1. Does it ask you to drink the juice, the cereal and the eggs in a particular order? No. Therefore, all that matters is what you choose for a juice, a cereal and an egg. COMBINATION.



2. I will admit that this question is misleading in that you could answer question #1, then 4, then 3, then 5 and then 2 or you could 1-2-3-4 5 which would imply a permutation as order is important.



However, as it's a True False quiz, what the question is most likely asking is the number of possible True-False arrangements for answering questions 1 to 5 in order. Key word is order. Therefore, this is a PERMUTATION as T-F-T-T-T is counted as different from T-T-T-F-T.



3. If you have Bob, Jen and Ray on the same advisory committee and it doesn't matter who was picked first, second or third, then order isn't important. COMBINATION



4. Does it matter in which the bids are selected or just which four are selected? I will leave this one to you.

None of these questions is a permutation question, because the order in which choices are made does not affect the outcome. The first two questions represent a completely different kind of combination question than the last two do, though. They are independent-choice problems, in which the choices do not depend on the results of other choices. For instance, what kind of cereal you can choose does not depend on what kind of juice you have chosen, etc. Independent-choice problems are solved by multiplying together the various numbers of possibilities. To answer problem 2, for example, you multiply 2 * 2 * 2 * 2 * 2, since there are five independent choices with two possibilities for each.

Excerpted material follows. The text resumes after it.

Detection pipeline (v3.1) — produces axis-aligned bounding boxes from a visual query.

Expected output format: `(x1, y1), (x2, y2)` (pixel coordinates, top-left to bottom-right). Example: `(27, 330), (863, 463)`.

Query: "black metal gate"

The last two problems are classical combination problems. For example, if the manager chooses one person, the next choice is limited to the remaining people. On the other hand, they are not permutation problems, because the order in which choices were made does not matter to the outcome. If companies A, B, C, and D are chosen in problem 4, it doesn't matter if they were chosen in that order, or in the order B, D, C, A, or in some other order. Combination problems like 3 and 4 are solved using C(n, k) (or nCk, or however you prefer to write it). The solution to problem 3, for example, is C(16, 3) = (16 * 15 * 14)/(1 * 2 * 3) = 560.



I hope that tells you what you need to know.

1) This is neither Permutation nor Combination. It is simple multiplication of the number of (unrelated) options available for each "slot" in a possible meal. 5 juices, times 6 cereals, times 2 eggs, equals 60 kinds of breakfasts.



2) This is also neither Permutation nor Combination. It is 2 (the number of choices in a true-false question), raised to the power of 5 (the number of questions), which gives 32 possibilities.



3) This is a Combination of 16 things, 3 at a time (because nothing in the statement of the problem says anything about the order of the 3 people mattering). This is 16!/(3!(16-3)!) = (16×15×14)/(3×2×1) = 560 ways



4) This is a Combination of 16 things, 4 at a time (because, again, nothing is said about order mattering). This is 16!/(4!(16-4)!) = (16×15×14×13)/(4×3×2×1) = 1820 ways

It all comes down to order. Recall, a combination is the number of ways to group independent objects while a permutation is the number of ways to order those objects subject to certain conditions.



As stated, (1) and (2) are neither but rather just simple counting questions using the multiplication principle. For (3), does it matter in which ORDER the people are selected for this committee or is it just asking the number of ways to find GROUPS of 3 people out of 16? For (4), ask yourself the same question that I stated for (3).